連載にお付き合いくださり、ありがとうございました。
改めて、あなたにとって、最も印象的だった東京五輪の競技・式典は何でしたか?
『放送研究と調査』6月号では、7回にわたる世論調査の結果をもとに、“人々にとって、東京五輪・パラとは何だったのか”を考えます。ブログでご紹介した「印象に残った競技・式典」以外にも、人々はコロナ禍での開催をどのように感じていたのか。そうした状況で大会をどのように楽しんだのか。今大会は人々にとってどのような意義を持ち、東日本大震災からの“復興五輪”たりえたのか。そして、日本にどんなレガシーを遺したのかなど、さまざまな視点で考察しております。どうぞご一読ください!
世論調査部 (視聴者調査) 斉藤孝信
前回のブログから、文研が2016年から7回にわたって実施した「東京オリンピック・パラリンピックに関する世論調査」の結果をもとに、東京オリンピック(以下、五輪)で、どのような競技や式典が人々の印象に残ったのかをご紹介しています。

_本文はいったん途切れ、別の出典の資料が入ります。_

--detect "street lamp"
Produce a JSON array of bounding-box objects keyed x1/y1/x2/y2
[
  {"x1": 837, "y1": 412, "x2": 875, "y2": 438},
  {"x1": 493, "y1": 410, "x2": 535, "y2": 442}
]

まずはおさらいとして、大会前の第2回から第6回で尋ねた「見たい競技・式典」と、大会後の第7回で尋ねた「印象に残った競技・式典」を改めてご覧いただきます。
<前回ブログのポイント>
①大会前は「体操競技」「陸上競技」「開会式」「競泳」が「見たい競技・式典」のトップ4を占め続けていた。
②大会後の「印象に残った競技」では、トップは「卓球」、2位「柔道」、3位「ソフトボール」となり、さらに、第6回まではトップ10に入らなかった「スケートボード」が8位、「バスケットボール」も10位と、日本勢のメダル獲得競技が多くの人の印象に残った。
③大会前にあまり注目されていなかった競技が、日本勢の活躍によって一躍注目を浴びたのは、2018年ピョンチャン冬季五輪の「カーリング」によく似ている。
今回は、「印象に残った競技・式典」の順位が、実は、性別や年代によって入れ替わるというお話をします。男女年層別のトップ5一覧表を作りましたので、皆さま、ぜひご自身の印象と見比べてみてください。
「卓球」はすべての年代でトップですが、ご注目いただきたいのは「スケートボード」と「バスケットボール」です。前提として、この2競技は、どの年代でも3割前後から4割ほどの人が「印象に残った」と答えているわけですが、それを承知のうえで、今回はあえて、性別・年代別の順位で語ります。
全体では「印象に残った競技・式典」のトップ5に入らなかった「スケートボード」と「バスケットボール」。ところが、男性の40代以下と女性の50代以下ではトップ5に入ります。特に女性の30代では「スケートボード」が、「卓球」に次ぐ2位。女性の40代では「スケートボート」が3位、「バスケットボール」が4位です。
大会を通して最も印象に残ったシーンや出来事についての自由回答でも、特に20代から40代の人を中心に、
「スケートボードで13歳の女の子が金メダルを獲得した。嬉しかった!」(女性30代)
「女子バスケットボールの準々決勝。残り時間わずかの時に3ポイントシュートを決めて、逆転。銀メダル、すごい」(女性40代)
…といった回答が大変多くありました。
また、「スケートボード」については、
「スケートボードの決勝で、優勝候補の選手が最後までチャレンジし続けた勇気。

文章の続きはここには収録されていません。